We are a post-Christian nation.

Churchianity, not Christianity

Here’s the thing: if you scratch just beneath the surface, beneath the veneer of what I call churchianity, you will see the truth of Christianity is scarce in America. The test of true Christianity isn’t church buildings or Christian radio or moral organizations. The test is the gospel.

It’s the gospel. Period. We need to recover the gospel. Just as the prodigal son had to humble himself and return to his father with no claim but the desire to become a servant, we must kneel before Jesus’ cross and ask him to enlighten the eyes of our heart with the truth of the gospel.

“For God so loved the world that he gave his one and only Son, that whoever believes in him shall not perish but have eternal life” (John 3:16, NIV).

The gospel is the breathtaking power of God, the global, transcultural, trans-political, trans-ideological story of God initiating love toward humankind in the midst our evil. Of God creating righteousness in us through the death of his Son, Jesus Christ. Of God creating new birth, a new day, a fresh beginning, unbelievable hope through our small, weak, desperate cry of faith in his name. The gospel is everything and changes everything.

Our problem is we pay lip service to the gospel but fail to believe it. We think two illusions: first, that the gospel is our ticket into heaven but nothing more. No, the gospel is our oxygen, our fuel for all of life. Second, we think the gospel is elementary, and once we “get it,” we move on to more advanced things. No, the gospel is both simple and complex, as St. Gregory said, “... like a river, if I may say so, which is wide and deep, in which a lamb may walk and an elephant swim.”

All we need do to see our loss of the gospel is ask ourselves, Where do we turn when the crisis hits? Do we turn to Jesus and the gospel? Do we call out to Jesus in prayer? Do we fast? Or do we turn to politics? To finance? To Dr. Phil?

When the gospel changed a nation

England in the 19th century faced enormous social change as it transitioned from an agrarian to an industrial society. This brought great wealth to the factory owners, but also great misery and poverty to the masses. Think Charles Dickens. Decade after decade the tensions mounted. Many predicted England would go the way of France and descend into a bloody revolution. It didn’t. Instead, a series of reform acts in 1832, 1867 and 1884 left the working class fully enfranchised and the nation in peace.

How did this happen? Elie Halevy, a distinguished French historian, discovered it was due to the preaching of the gospel across the country by George Whitefield and John Wesley. As these two pastors proclaimed the gospel, God supernaturally moved in human hearts. “We shall explain by this movement the extraordinary stability which English society was destined to enjoy throughout the period of revolution and crisis” (England in 1815: A History of the English People in the Nineteenth Century).
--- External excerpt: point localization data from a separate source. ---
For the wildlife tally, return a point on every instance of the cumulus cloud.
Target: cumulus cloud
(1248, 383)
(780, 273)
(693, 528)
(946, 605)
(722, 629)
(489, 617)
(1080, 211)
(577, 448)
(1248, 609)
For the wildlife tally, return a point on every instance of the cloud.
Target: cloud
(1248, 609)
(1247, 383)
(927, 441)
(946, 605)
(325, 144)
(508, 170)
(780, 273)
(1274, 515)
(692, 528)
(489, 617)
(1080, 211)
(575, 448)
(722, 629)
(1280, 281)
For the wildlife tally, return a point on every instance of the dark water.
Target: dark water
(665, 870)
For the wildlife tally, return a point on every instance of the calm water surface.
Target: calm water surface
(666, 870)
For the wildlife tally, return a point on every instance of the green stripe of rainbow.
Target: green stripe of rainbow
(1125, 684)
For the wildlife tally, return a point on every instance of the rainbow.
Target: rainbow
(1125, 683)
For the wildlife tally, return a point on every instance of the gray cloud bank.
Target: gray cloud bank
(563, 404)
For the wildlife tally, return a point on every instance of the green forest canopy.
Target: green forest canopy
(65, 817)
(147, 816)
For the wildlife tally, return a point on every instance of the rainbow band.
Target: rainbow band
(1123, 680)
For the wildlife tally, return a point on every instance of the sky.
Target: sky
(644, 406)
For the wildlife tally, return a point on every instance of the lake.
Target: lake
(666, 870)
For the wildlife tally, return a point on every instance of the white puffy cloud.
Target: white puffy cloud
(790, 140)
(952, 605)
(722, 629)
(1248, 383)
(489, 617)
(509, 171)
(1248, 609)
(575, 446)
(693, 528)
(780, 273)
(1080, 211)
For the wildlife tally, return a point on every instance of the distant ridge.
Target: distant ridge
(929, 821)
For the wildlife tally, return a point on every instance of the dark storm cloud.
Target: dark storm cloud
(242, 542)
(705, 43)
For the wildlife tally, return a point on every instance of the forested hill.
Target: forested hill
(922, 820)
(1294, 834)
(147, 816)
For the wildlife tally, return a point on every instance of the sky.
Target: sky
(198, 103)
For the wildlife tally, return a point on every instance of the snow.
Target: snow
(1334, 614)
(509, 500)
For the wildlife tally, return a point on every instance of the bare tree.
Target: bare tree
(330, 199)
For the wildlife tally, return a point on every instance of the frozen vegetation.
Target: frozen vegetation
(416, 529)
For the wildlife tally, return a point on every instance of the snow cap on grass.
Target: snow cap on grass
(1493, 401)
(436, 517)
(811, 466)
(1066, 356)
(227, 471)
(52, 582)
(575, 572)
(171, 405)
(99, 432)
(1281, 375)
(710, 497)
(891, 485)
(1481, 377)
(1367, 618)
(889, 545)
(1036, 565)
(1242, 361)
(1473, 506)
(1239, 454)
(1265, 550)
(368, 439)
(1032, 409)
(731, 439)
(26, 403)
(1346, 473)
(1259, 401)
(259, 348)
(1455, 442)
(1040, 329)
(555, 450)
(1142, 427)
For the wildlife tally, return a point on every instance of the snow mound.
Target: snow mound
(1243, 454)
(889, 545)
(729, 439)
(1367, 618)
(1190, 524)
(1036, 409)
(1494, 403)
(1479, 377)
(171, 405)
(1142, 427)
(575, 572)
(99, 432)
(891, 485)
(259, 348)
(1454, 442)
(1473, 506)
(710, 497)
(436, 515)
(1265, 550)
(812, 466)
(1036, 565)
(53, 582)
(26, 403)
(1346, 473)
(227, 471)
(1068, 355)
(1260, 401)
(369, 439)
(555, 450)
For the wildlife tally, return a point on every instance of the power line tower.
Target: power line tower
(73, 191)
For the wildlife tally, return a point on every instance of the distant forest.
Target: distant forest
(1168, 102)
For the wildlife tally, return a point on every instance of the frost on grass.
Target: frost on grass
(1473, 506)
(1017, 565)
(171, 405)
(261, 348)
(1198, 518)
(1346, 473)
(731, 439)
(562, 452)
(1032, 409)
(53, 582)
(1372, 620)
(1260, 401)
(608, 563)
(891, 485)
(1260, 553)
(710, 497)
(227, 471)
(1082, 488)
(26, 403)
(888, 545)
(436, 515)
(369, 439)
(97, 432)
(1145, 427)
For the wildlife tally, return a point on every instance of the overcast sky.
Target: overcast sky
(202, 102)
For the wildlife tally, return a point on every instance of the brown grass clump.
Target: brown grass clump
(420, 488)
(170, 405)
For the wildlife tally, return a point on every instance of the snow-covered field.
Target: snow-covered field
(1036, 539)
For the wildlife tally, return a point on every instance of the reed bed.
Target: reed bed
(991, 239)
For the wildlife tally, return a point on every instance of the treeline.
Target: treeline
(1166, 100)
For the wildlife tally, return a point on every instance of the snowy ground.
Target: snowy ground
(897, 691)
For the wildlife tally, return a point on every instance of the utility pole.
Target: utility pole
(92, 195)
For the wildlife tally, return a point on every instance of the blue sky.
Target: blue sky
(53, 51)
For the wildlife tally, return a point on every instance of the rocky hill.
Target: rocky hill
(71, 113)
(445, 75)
The preaching of the gospel changed a nation!

If we’re to face this extraordinary American challenge as Christ-followers, we need to humble ourselves and come back to the gospel. It’s faith in Jesus Christ pure and simple. Not our flag. Not our political candidate. Not our dollar. Not our military. Not our denomination. Not our race or ethnicity.

It’s Jesus Christ and his gospel. Period.

Then, and only then, will the Spirit of God unleash himself across our hearts, our marriages, our families, our communities, our nation. And we will experience a genuine revival of the soul.

I am not ashamed of the gospel, because it is the power of God for the salvation of everyone who believes: first for the Jew, then for the Gentile. For in the gospel a righteousness from God is revealed, a righteousness that is by faith from first to last, just as it is written: ‘The righteous will live by faith’” (Romans 1:16-17, NIV).